# Statistical Analysis Pipeline Demo

This notebook demonstrates the "Diagnosis First, Inference Second" workflow using the Python pipeline.

## Setup

In [None]:
import sys
import os
import numpy as np
import pandas as pd
import matplotlib.pyplot as plt

# Add src to path
sys.path.append(os.path.abspath('../src'))

from eda import EDA_Diagnosis
from method_selector import MethodSelector
from inference import Inference

# Ensure plots show inline
%matplotlib inline

## Case Study A: The "Ideal" Scenario (Parametric Path)

**Scenario:** Comparison of Reaction Times between two groups (Control vs Treatment).
**Expectation:** Data is Normal -> Independent T-test.

In [None]:
# 1. Data Generation
np.random.seed(42)
n = 50
group_a = np.random.normal(loc=300, scale=30, size=n)
group_b = np.random.normal(loc=320, scale=30, size=n)

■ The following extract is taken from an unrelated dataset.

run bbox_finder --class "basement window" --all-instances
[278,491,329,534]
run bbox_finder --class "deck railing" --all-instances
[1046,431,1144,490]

df_a = pd.DataFrame({'RT': group_a, 'Group': 'Control'})
df_b = pd.DataFrame({'RT': group_b, 'Group': 'Treatment'})
df_ideal = pd.concat([df_a, df_b]).reset_index(drop=True)

df_ideal.head()

### Step 1: EDA & Diagnosis
We check the distribution of the data.

In [None]:
# Run EDA on the full dataset (visual check) or per group
eda = EDA_Diagnosis(df_ideal['RT'])
stats_desc = eda.descriptive_stats()
print("Descriptive Stats:", stats_desc)

# Check Normality (Per group is strictly better, but we check residuals or overall for simple demo)
dist_check = eda.check_distribution()
print("Distribution Check:", dist_check)

eda.visualize()
plt.show()

**Interpretation:** 
- Skewness is low (near 0).
- Normality tests (Shapiro-Wilk) pass (p > 0.05).
- Histograms look bell-shaped.

### Step 2: Method Selection

In [None]:
selector = MethodSelector(df_ideal, group_col='Group')

# Check Homogeneity
var_check = selector.check_homogeneity('RT')
print("Homogeneity (Levene):", var_check)

# Recommend
method, advice = selector.recommend_method(
    normality_check=dist_check['Is_Normal_Assumption'], 
    homogeneity_check=var_check['Homogeneity']
)

print(f"Recommended Method: {method}")
print(f"Advice: {advice}")

### Step 3: Statistical Inference

In [None]:
inf = Inference(df_ideal)

if method == 'Independent T-test':
    res = inf.run_ttest('RT', 'Group', equal_var=True)
    print(res)
elif method == "Welch's T-test":
    res = inf.run_ttest('RT', 'Group', equal_var=False)
    print(res)
else:
    print("Running alternative test...")

---
## Case Study B: The "Messy" Scenario (Real-world)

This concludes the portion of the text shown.